“Every day our relationship with nature, or lack of it, influences our lives. This has always been true. But in the twenty-first century, our survival – our thrival – will require a transformative framework for that relationship, a reunion of humans with the rest of nature.”
Richard Louv, The Nature Principle
At the November 2012 Educational Leadership Conference entitled: Partnerships for Personalization: Leading and Transforming Together, I was very fortunate to attend an excellent session on the Sooke School District’s Nature Kindergarten program located at Sangster Elementary School in Colwood, a suburb of Victoria.
The program, created in collaboration with post-secondary partners from the area, including Dr. Enid Elliot – an early childhood researcher from Camosun College, is designed on the model of “Forest Preschools” (“Waldkindergarten”) that have been popular in Germany, Scandinavia, Switzerland, New Zealand and the UK. According to the workshop presenters, the Sooke Nature Kindergarten program is on the “front end of the wave” of nature-based early learning programs in B.C.
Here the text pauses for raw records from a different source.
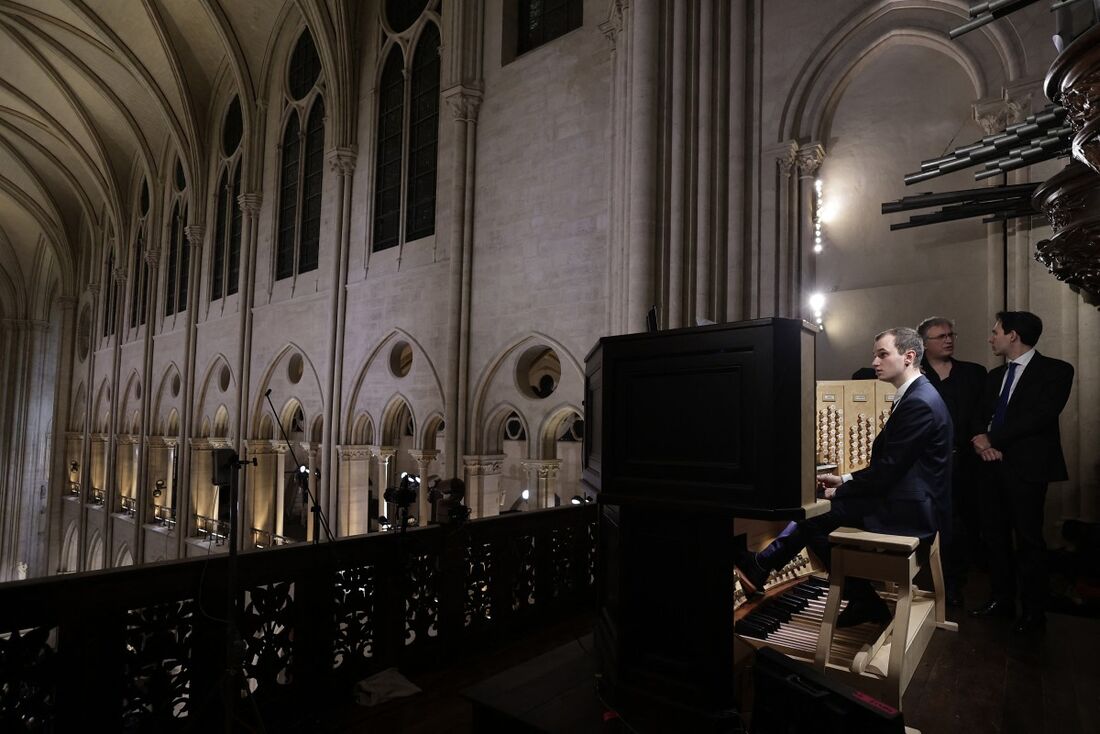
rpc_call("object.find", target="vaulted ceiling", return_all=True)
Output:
[0,0,301,318]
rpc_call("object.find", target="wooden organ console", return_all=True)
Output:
[582,318,949,732]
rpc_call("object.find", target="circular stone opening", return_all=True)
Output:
[389,341,413,377]
[516,344,561,399]
[286,354,306,385]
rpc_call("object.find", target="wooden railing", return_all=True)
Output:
[0,505,596,732]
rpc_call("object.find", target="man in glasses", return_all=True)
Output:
[916,316,986,606]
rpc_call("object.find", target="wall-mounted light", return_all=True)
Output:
[814,178,825,254]
[810,292,825,329]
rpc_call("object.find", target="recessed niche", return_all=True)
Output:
[516,344,561,399]
[389,341,413,377]
[77,305,91,362]
[286,354,306,385]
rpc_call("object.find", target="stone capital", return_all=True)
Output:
[443,84,483,122]
[462,453,507,476]
[237,191,264,217]
[974,89,1032,135]
[409,449,439,463]
[337,446,374,461]
[798,143,825,178]
[328,145,359,176]
[519,459,561,479]
[184,224,206,249]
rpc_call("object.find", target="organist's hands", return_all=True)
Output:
[817,474,844,500]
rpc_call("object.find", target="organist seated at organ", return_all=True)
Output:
[735,327,953,627]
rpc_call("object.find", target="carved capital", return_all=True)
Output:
[462,453,506,476]
[184,224,206,250]
[337,446,374,461]
[798,143,825,178]
[974,89,1031,135]
[443,84,482,122]
[237,191,264,217]
[328,145,359,176]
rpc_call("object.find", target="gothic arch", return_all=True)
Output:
[251,342,325,436]
[378,393,416,446]
[342,329,443,441]
[471,331,584,453]
[777,0,1027,142]
[150,362,184,436]
[536,404,584,459]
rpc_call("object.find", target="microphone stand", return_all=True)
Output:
[264,387,336,544]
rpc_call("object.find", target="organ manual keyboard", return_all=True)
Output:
[582,319,959,732]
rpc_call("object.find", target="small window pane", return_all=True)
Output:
[226,169,241,296]
[210,171,229,300]
[221,97,244,156]
[374,45,405,252]
[516,0,584,54]
[287,29,321,99]
[298,97,325,273]
[405,23,440,241]
[275,112,301,281]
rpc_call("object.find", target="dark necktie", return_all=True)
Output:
[990,362,1020,428]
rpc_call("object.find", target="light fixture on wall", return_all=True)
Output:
[810,291,825,329]
[814,178,825,254]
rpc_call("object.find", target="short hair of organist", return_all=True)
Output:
[875,326,924,362]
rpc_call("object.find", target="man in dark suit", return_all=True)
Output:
[735,328,953,627]
[970,311,1074,634]
[916,316,986,606]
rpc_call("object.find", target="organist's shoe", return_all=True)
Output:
[836,596,891,627]
[734,550,769,596]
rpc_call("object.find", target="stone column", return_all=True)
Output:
[520,459,561,508]
[337,446,374,537]
[318,146,358,536]
[44,296,77,576]
[462,453,507,518]
[443,84,482,476]
[409,450,439,527]
[176,224,205,558]
[372,446,397,525]
[103,265,125,568]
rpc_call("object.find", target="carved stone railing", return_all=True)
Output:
[0,505,596,732]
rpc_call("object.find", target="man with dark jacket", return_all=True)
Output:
[735,328,953,627]
[916,316,986,606]
[970,311,1074,634]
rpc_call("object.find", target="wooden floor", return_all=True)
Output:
[318,580,1100,734]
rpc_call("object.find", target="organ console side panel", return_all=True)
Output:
[582,319,828,732]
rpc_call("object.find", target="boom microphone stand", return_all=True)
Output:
[264,387,336,543]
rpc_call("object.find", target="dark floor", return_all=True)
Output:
[325,578,1100,734]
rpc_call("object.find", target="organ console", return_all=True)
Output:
[582,318,947,732]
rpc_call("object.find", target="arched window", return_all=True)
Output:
[275,29,325,281]
[373,3,441,252]
[103,248,119,337]
[210,97,244,300]
[130,180,150,328]
[164,161,191,316]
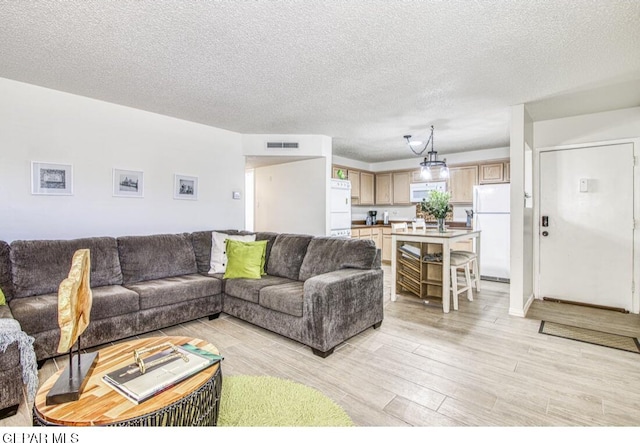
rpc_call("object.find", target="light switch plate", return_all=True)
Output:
[580,178,589,192]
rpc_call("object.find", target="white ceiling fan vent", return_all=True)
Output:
[267,142,299,149]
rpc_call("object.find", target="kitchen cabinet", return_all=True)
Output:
[391,242,443,300]
[331,165,347,178]
[411,168,427,183]
[381,227,391,263]
[478,162,511,185]
[369,227,382,249]
[448,165,478,204]
[347,169,360,199]
[358,171,375,205]
[391,171,411,205]
[376,172,393,205]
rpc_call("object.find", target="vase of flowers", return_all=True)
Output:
[420,190,451,232]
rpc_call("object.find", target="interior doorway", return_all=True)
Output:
[537,143,634,312]
[244,169,255,232]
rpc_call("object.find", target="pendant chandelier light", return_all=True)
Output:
[404,125,449,180]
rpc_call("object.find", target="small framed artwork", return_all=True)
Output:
[113,168,144,197]
[173,174,198,200]
[31,161,73,195]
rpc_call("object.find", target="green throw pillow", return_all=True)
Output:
[223,239,267,279]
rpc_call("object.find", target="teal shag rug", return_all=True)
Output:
[218,375,354,427]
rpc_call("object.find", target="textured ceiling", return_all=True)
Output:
[0,0,640,162]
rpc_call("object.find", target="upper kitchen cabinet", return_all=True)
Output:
[391,171,411,205]
[478,161,510,185]
[331,165,347,178]
[376,172,393,205]
[449,165,478,203]
[359,171,375,205]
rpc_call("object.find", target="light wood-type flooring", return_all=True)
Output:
[0,266,640,427]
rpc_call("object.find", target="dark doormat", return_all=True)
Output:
[538,320,640,354]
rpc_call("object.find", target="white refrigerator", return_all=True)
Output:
[473,183,511,282]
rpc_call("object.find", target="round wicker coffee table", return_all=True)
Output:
[33,337,222,426]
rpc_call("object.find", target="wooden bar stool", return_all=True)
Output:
[451,252,473,311]
[451,250,480,292]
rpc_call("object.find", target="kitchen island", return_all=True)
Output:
[391,228,481,313]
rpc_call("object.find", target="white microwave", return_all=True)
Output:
[409,182,447,203]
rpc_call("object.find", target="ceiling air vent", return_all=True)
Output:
[267,142,298,149]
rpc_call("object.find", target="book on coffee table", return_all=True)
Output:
[102,343,223,404]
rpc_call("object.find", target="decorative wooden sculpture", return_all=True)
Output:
[47,249,98,405]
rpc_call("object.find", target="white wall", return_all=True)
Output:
[528,107,640,316]
[533,107,640,149]
[254,158,330,235]
[0,78,245,242]
[510,105,534,317]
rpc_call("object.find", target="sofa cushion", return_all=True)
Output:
[238,231,278,272]
[299,237,377,281]
[209,231,256,274]
[224,238,267,279]
[117,234,198,285]
[10,237,122,297]
[0,240,13,301]
[259,281,304,317]
[224,275,291,303]
[190,229,238,274]
[9,285,140,334]
[267,234,313,280]
[127,274,221,309]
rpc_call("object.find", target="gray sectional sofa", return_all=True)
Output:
[0,230,383,415]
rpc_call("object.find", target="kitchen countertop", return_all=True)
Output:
[351,224,471,230]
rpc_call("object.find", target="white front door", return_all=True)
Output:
[538,143,634,311]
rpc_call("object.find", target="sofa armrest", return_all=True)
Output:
[302,269,384,352]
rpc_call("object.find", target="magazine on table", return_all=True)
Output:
[102,343,223,404]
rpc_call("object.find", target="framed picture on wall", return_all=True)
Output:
[173,174,198,200]
[31,161,73,195]
[113,168,144,197]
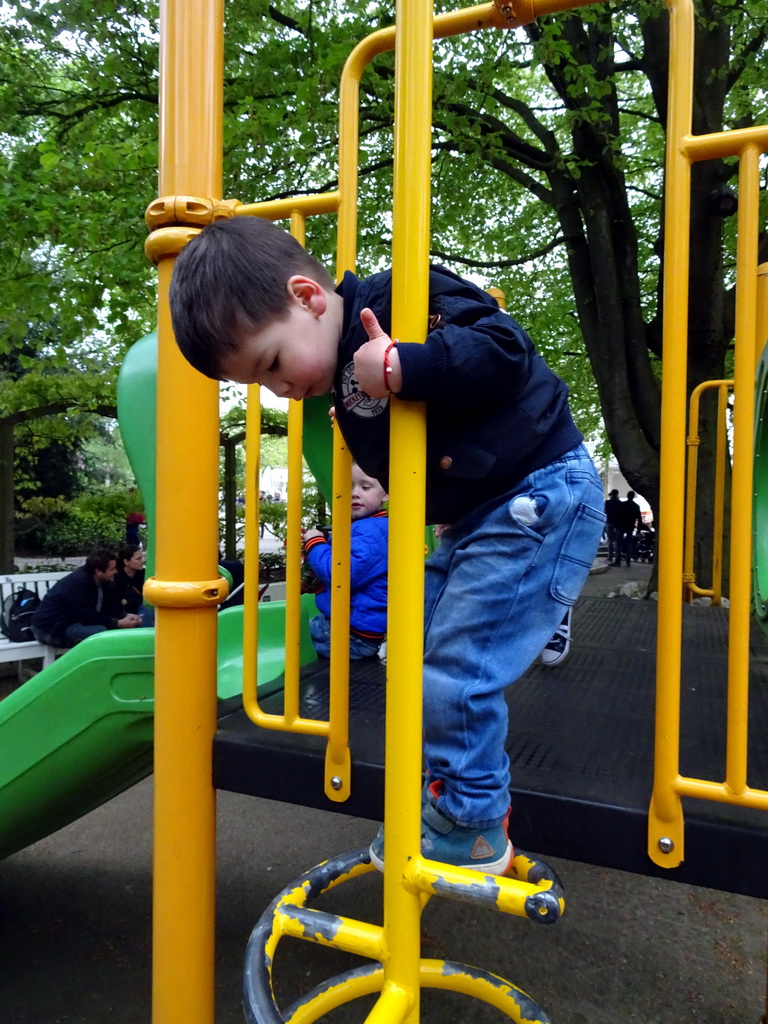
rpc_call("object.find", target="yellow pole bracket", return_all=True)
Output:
[143,577,229,608]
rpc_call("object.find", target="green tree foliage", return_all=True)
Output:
[0,0,768,589]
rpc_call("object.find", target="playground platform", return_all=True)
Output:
[213,567,768,898]
[0,564,768,1024]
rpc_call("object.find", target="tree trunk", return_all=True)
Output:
[0,417,15,572]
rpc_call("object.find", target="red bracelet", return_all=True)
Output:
[384,338,397,394]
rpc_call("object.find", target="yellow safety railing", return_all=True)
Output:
[683,381,733,604]
[648,0,768,867]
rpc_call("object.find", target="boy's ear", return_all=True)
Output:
[288,273,328,316]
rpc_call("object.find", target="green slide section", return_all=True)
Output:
[0,594,315,857]
[0,335,315,857]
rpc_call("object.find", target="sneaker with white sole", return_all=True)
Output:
[370,780,515,874]
[539,608,573,669]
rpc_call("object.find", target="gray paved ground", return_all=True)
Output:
[0,565,768,1024]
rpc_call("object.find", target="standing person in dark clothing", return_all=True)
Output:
[32,550,141,647]
[605,487,624,562]
[613,490,643,565]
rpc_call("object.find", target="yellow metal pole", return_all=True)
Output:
[683,386,701,604]
[726,145,760,793]
[369,0,432,1024]
[712,384,728,604]
[755,263,768,369]
[648,0,693,867]
[153,0,223,1024]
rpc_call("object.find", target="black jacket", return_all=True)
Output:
[334,266,583,522]
[32,565,123,637]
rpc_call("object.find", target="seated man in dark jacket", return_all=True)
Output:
[32,550,141,647]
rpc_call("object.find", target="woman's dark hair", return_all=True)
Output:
[118,544,141,569]
[85,548,117,572]
[169,216,334,380]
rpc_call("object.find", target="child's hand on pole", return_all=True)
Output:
[354,307,402,398]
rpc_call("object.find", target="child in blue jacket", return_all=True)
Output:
[303,463,389,660]
[170,217,604,874]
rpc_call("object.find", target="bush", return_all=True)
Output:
[17,487,142,558]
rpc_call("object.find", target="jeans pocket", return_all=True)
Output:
[550,504,605,604]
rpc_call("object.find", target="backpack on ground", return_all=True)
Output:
[0,588,40,643]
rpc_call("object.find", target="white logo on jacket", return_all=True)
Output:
[341,362,389,420]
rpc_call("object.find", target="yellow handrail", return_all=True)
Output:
[648,0,768,867]
[683,381,733,604]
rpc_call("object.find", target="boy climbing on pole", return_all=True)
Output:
[170,217,604,874]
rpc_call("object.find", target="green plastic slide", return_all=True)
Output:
[0,335,315,857]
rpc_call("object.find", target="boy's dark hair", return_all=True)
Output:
[170,216,335,380]
[85,548,117,572]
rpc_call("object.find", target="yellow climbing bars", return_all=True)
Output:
[648,0,768,867]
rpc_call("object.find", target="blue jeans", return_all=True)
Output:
[424,444,605,828]
[309,614,384,662]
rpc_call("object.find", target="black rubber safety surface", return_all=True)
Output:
[213,597,768,898]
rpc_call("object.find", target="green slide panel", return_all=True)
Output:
[0,335,321,857]
[0,594,316,857]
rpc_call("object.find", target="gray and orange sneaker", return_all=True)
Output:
[370,780,515,874]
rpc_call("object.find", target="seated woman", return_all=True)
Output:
[111,544,155,626]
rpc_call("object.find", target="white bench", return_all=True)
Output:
[0,572,70,678]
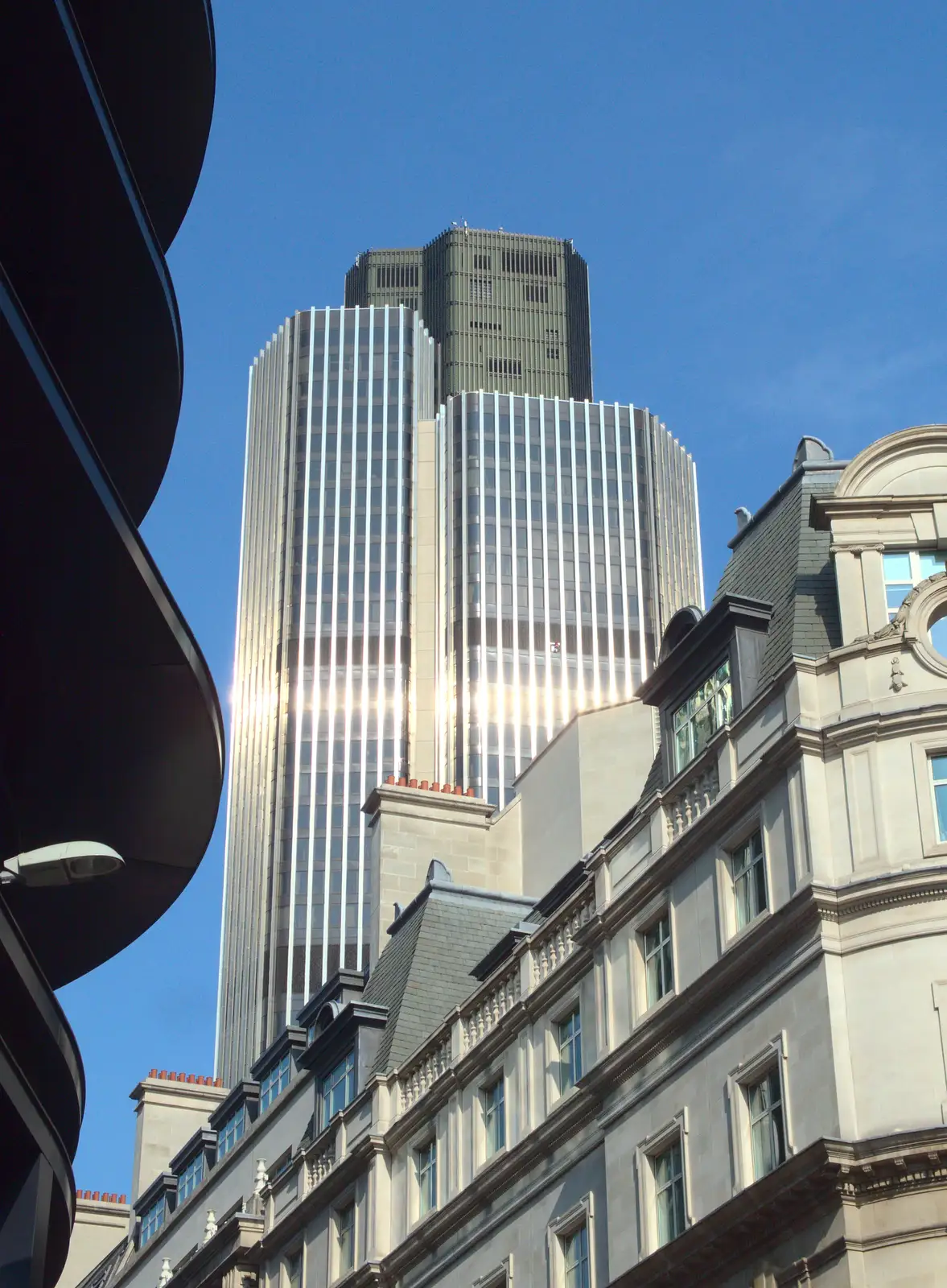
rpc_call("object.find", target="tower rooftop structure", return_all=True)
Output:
[345,224,592,402]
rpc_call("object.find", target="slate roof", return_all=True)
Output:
[714,461,844,687]
[363,881,530,1073]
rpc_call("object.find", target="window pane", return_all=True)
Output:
[747,1069,786,1179]
[562,1225,589,1288]
[653,1140,685,1245]
[934,783,947,841]
[884,550,911,586]
[920,550,947,581]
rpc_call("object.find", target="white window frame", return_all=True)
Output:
[546,989,588,1106]
[546,1191,597,1288]
[329,1187,359,1283]
[471,1252,513,1288]
[670,655,734,777]
[881,546,945,622]
[727,1032,795,1194]
[634,1105,694,1258]
[717,807,773,952]
[260,1051,292,1114]
[911,733,947,859]
[727,826,772,935]
[628,890,678,1024]
[410,1131,440,1222]
[477,1065,509,1164]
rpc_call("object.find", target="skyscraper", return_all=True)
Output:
[345,227,592,402]
[439,391,702,805]
[217,308,435,1080]
[217,296,702,1082]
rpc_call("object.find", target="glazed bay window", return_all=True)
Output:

Sooke’s program provides children with outdoor instruction every day, rain or shine. Students have the whole morning to explore natural outdoor settings where they can play, build, observe, and connect with local ecosystems. Afternoons are spent back in a portable classroom with the teacher and ECE instructor, debriefing the morning’s discoveries and making important curriculum connections.
In his 2005 book, Last Child in the Wood, Richard Louv coined the term “Nature Deficit Disorder” to describe the behavioral issues resulting from the lack of time children spend outdoors. Louv blames a number of factors on this disorder, including: restricted access to nature, parental fears, over-scheduled, over-structured sports programs, and the increased time children spend with electronic (TV, video games, cell phones, etc.).
Young parents may be starting to understand this issue better. Many are looking for meaningful ways to connect their children with nature. Nature Kindergarten is a popular option in the Sooke school district. After 18 months of planning and public input, the new program was announced last year. Over 75 parents camped out for one of the coveted 22 spots in the program. Next year the school district is anticipating even greater interest in the program and may be considering a lottery system for registration.
And interest in the new Nature Kindergarten has not been limited to local parents. This innovative program has attracted many Kindergarten and ECE teachers interested in positions on staff, as well as researchers and educators from out of district who wish to observe and study the program.
The Nature Kindergarten program in Sooke has been very successful in its first year in helping a whole new generation of young people develop a deeper appreciation for nature, a more meaningful connection to natural systems, and a greater awareness of the need for environment stewardship. Another important, and perhaps unexpected, corollary of this unique outdoor learning program is the positive impact it is having on children’s social emotional development. According to the program representatives, learning outdoors has required that students in the Nature Kindergarten program develop autonomy, empathy, and a sense of kinship not only with nature, but also with their peers.